Studio album by Fenix TX
- Released: July 13, 1999
- Studio: Desert Moon (Anaheim, California), Royaltone (Burbank, California)
- Genre: Pop punk; skate punk;
- Length: 39:50
- Label: MCA; Drive-Thru;
- Producer: Ryan Greene; Jim Barnes; Jerry Finn (add.);

Fenix TX chronology
| Riverfenix (1997) | Fenix TX (1999) | Lechuza (2001) |

Singles from Fenix TX
- "All My Fault" Released: 1999;

= Fenix TX (album) =

Fenix TX (typeset as Fēnix★TX) is the second studio album by Fenix TX, released on July 13, 1999, by MCA and Drive-Thru Records. It is the first album with their updated name.

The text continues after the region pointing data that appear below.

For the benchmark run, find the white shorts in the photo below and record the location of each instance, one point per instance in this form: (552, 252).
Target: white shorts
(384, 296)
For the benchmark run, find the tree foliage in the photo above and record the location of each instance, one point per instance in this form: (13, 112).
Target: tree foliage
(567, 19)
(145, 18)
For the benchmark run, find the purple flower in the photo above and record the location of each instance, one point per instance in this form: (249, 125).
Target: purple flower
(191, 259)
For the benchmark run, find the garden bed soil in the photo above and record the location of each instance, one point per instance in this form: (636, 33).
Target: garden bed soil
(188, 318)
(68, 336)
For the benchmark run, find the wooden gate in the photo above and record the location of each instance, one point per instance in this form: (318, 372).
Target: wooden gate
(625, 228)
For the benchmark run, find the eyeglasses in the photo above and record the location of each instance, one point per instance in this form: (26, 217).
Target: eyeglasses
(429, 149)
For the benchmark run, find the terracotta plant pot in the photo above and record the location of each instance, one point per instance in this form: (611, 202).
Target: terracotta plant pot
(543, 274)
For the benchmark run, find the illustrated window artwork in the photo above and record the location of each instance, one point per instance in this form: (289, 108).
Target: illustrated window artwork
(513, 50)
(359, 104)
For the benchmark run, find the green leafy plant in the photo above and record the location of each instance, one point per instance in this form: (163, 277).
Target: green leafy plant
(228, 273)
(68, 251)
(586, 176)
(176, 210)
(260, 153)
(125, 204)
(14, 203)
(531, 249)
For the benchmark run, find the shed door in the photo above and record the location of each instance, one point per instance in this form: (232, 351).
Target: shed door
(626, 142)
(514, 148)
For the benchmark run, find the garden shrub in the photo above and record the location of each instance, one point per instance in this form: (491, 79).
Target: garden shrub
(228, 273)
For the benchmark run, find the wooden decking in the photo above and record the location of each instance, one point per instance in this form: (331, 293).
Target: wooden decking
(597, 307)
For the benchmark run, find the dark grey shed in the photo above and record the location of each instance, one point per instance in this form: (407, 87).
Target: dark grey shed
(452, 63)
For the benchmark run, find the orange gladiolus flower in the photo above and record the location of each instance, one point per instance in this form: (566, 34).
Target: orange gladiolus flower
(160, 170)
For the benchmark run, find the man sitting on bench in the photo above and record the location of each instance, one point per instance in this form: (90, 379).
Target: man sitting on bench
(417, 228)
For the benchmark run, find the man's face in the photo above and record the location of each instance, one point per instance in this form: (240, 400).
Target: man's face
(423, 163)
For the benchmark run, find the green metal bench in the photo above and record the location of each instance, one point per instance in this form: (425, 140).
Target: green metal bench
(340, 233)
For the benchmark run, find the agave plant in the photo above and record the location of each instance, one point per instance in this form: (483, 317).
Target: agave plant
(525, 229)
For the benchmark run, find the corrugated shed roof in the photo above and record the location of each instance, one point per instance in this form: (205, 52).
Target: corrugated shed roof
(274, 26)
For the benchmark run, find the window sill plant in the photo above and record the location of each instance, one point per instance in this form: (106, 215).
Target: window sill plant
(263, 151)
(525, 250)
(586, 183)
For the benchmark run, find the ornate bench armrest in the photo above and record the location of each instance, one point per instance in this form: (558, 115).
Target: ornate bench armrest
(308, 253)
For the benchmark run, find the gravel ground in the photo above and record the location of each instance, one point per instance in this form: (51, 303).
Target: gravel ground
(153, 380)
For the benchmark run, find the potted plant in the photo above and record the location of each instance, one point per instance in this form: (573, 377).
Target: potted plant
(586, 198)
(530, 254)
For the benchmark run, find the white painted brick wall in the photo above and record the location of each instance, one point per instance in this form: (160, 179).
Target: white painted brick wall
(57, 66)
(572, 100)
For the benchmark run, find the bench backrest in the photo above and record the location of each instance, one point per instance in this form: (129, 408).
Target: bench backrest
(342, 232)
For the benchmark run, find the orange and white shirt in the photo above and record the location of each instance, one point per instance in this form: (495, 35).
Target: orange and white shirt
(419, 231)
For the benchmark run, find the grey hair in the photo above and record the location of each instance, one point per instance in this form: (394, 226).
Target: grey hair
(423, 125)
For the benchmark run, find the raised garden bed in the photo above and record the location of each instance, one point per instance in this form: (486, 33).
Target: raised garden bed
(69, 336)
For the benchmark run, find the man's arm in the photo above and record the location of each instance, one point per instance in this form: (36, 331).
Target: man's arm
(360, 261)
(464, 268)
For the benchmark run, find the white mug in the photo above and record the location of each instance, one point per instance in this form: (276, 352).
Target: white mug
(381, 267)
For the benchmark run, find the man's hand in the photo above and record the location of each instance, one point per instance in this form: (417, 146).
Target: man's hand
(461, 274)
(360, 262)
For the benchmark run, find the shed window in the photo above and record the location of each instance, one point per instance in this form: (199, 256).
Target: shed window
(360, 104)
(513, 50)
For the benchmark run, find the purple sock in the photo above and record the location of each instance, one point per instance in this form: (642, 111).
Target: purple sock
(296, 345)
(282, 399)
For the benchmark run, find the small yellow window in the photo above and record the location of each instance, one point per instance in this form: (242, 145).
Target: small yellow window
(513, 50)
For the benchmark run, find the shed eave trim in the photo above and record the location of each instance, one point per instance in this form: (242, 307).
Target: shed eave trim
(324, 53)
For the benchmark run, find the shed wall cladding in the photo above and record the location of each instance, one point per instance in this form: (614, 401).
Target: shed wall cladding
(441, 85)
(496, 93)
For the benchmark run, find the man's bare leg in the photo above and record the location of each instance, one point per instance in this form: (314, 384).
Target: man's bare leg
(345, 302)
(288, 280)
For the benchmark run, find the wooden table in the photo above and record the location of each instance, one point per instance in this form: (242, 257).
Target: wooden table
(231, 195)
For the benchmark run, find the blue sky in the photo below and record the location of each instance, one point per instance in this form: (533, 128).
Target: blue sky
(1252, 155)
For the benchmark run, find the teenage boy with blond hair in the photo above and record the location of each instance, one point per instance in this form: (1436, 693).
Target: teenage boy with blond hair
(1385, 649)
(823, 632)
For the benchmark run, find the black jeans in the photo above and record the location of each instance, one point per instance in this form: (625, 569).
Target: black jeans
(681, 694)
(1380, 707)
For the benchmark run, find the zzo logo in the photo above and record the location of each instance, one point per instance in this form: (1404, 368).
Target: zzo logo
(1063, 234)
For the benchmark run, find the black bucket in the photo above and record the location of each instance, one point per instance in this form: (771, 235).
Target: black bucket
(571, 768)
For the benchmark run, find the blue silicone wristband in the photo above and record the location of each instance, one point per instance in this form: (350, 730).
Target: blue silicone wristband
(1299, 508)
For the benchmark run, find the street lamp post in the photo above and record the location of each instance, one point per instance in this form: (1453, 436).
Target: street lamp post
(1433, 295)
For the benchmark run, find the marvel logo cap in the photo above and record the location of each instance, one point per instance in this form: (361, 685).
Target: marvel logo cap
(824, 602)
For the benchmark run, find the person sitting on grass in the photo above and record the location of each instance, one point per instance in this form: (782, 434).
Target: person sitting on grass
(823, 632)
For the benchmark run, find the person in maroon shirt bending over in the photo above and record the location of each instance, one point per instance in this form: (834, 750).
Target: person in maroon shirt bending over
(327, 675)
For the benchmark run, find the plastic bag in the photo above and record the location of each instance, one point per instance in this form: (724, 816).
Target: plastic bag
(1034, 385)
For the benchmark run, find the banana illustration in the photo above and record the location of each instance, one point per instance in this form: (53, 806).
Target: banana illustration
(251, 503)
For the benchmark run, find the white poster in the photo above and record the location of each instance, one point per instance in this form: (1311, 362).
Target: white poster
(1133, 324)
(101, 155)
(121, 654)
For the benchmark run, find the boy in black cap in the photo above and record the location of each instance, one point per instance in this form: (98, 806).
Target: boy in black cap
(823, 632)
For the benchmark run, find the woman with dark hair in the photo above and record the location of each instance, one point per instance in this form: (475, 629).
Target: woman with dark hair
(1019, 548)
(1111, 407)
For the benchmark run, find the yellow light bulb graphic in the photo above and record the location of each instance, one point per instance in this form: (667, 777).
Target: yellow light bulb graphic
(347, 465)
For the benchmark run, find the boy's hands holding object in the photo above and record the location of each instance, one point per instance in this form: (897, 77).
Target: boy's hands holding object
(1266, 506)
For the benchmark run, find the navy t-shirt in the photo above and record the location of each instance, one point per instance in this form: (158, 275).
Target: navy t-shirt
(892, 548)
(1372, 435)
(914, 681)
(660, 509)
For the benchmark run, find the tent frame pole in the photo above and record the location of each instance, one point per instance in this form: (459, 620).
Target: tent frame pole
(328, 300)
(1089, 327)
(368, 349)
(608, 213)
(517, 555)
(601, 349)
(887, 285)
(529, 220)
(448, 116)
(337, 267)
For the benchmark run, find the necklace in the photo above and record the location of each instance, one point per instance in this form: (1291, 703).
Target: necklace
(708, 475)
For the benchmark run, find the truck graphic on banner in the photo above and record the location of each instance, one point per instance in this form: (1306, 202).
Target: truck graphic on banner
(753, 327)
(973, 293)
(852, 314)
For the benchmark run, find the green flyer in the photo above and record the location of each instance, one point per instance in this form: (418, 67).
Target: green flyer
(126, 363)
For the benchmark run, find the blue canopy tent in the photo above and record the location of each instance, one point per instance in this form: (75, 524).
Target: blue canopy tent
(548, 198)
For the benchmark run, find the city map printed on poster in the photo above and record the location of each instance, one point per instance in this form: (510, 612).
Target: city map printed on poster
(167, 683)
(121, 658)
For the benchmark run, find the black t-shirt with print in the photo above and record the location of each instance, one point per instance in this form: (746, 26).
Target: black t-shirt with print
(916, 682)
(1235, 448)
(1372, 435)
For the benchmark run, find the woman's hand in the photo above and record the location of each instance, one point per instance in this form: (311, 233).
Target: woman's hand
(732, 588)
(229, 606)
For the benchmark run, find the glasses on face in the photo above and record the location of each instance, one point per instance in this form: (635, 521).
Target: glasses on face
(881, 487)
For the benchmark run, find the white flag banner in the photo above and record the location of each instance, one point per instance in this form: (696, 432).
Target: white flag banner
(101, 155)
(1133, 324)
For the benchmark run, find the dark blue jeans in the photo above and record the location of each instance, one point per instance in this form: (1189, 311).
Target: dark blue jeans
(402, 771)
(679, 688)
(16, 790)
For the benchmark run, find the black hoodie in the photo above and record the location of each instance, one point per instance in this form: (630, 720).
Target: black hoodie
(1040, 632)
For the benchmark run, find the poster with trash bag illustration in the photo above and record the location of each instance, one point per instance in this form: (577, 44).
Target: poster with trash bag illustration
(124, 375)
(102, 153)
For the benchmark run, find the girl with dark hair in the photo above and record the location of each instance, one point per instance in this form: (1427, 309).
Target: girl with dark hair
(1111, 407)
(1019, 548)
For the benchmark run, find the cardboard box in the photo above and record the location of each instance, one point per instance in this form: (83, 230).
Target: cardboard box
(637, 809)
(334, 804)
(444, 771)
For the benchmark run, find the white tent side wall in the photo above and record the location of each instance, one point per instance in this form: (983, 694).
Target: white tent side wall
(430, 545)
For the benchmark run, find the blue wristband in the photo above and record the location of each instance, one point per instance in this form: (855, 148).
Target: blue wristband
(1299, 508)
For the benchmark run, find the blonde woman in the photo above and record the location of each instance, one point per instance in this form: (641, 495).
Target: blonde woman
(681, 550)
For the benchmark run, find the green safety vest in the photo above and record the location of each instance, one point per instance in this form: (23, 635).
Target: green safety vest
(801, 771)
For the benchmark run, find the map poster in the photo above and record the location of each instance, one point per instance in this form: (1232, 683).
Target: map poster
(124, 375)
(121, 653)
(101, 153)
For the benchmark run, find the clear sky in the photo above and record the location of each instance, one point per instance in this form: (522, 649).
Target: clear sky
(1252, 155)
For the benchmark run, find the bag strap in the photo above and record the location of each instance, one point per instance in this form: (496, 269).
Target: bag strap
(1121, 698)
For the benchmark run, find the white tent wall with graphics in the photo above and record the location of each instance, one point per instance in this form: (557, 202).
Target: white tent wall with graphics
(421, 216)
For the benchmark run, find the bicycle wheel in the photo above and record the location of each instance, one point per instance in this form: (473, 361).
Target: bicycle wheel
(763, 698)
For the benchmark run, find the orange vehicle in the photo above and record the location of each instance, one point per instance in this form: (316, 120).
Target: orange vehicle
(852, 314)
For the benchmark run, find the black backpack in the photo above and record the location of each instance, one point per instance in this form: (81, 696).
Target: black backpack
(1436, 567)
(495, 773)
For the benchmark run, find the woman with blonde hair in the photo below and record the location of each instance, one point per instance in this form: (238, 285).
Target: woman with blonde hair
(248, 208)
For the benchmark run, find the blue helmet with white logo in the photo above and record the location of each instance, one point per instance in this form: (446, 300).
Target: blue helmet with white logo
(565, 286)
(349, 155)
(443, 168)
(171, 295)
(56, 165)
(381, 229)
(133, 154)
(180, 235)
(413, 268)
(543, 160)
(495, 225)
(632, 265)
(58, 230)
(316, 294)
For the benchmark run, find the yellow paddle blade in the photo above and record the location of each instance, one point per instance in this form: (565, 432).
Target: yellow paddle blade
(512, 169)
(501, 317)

Most of the Riverfenix album was re-recorded for Fenix TX. "Skinhead Jessie", "Jaw" and the untitled tracks from Riverfenix weren't included on this album, instead they were replaced by the previously unreleased "Flight 601 (All I've Got Is Time)" and "Surf Song". The track listing had also been rearranged.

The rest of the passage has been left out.